Amazon gets into the CDN business

Unsurprisingly, Amazon is getting into the CDN business. (They’re taking notification sign-ups but it’s still in private beta.)

Content delivery is a natural complement to S3 and EC2. There’s already been use and abuse of S3 as a “ghetto CDN”, and at least one commercial hosting provider (Voxel) already offers a productized S3-based CDN. If you’re an EC2 or an S3 customer, chances are high that you’ve got significant static content traffic suited to CDN delivery. Amazon is just gluing together the logical pieces, and like you’d expect, your content on their CDN will reside in S3.

Basic content delivery services can practically be thought of as nothing more than value-added bandwidth (or value-added storage, if you want to think of it that way). Chances are very high that every major carrier, not to mention every major provider of distributed computing services (i.e., infrastructure clouds), is going to end up in the CDN business sooner or later.
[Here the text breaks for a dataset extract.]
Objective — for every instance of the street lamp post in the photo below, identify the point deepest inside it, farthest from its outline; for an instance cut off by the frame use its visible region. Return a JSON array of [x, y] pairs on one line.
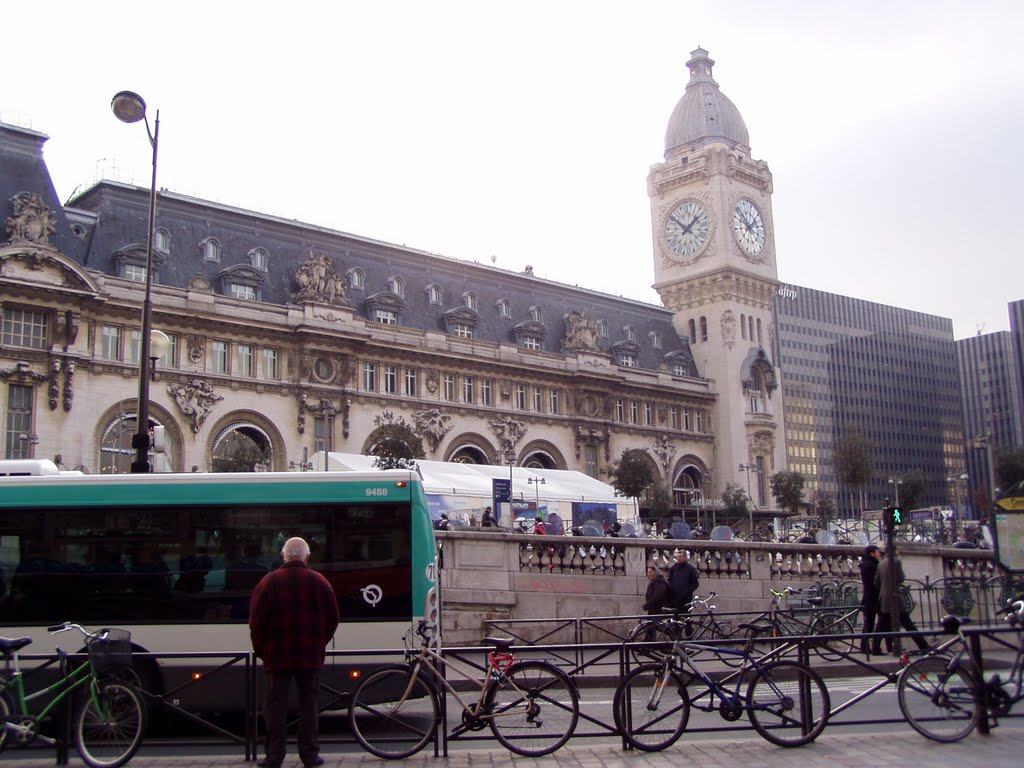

GigaOm and Dan Rayburn have more details about the announcement, and come to similar conclusions: Despite how badly the stock market is beating up on Akamai in the wake of this announcement, this really has very little impact on them. I concur with that bottom line.

I noted last year that the CDN market has bifurcated. Amazon’s new offering is going to squarely target the commoditized portion of the market. Of the existing CDNs, it will impact Level 3 and the smaller no-frills CDNs the most. It will probably also have a minor impact on Limelight (which has a significant percentage of commodity CDN traffic), but basically negligible impact upon Akamai, whose customer base is tilting more and more to the high end of this business.

Just like EC2 and S3 have, this new Amazon service is also going to create a market for overlay value-add companies — people who provide easier-to-use interfaces, analytics, and so on, over the Amazon offering. I’d expect to see some of the existing overlay companies provide management toolsets for the new service, and it will probably prompt some hosters to offer CDN services built on top of the Amazon platform.

Amazon’s entry, combining an elastic model with what at this point can reasonably be considered proven scalable infrastructure expertise, constitutes further market expansion, and supports my fundamental belief that CDNs are increasingly going to entirely dominate the front-end webserving tier. Delivery is becoming so cheap for the masses that there’s very little reason to bother with your own front-end infrastructure.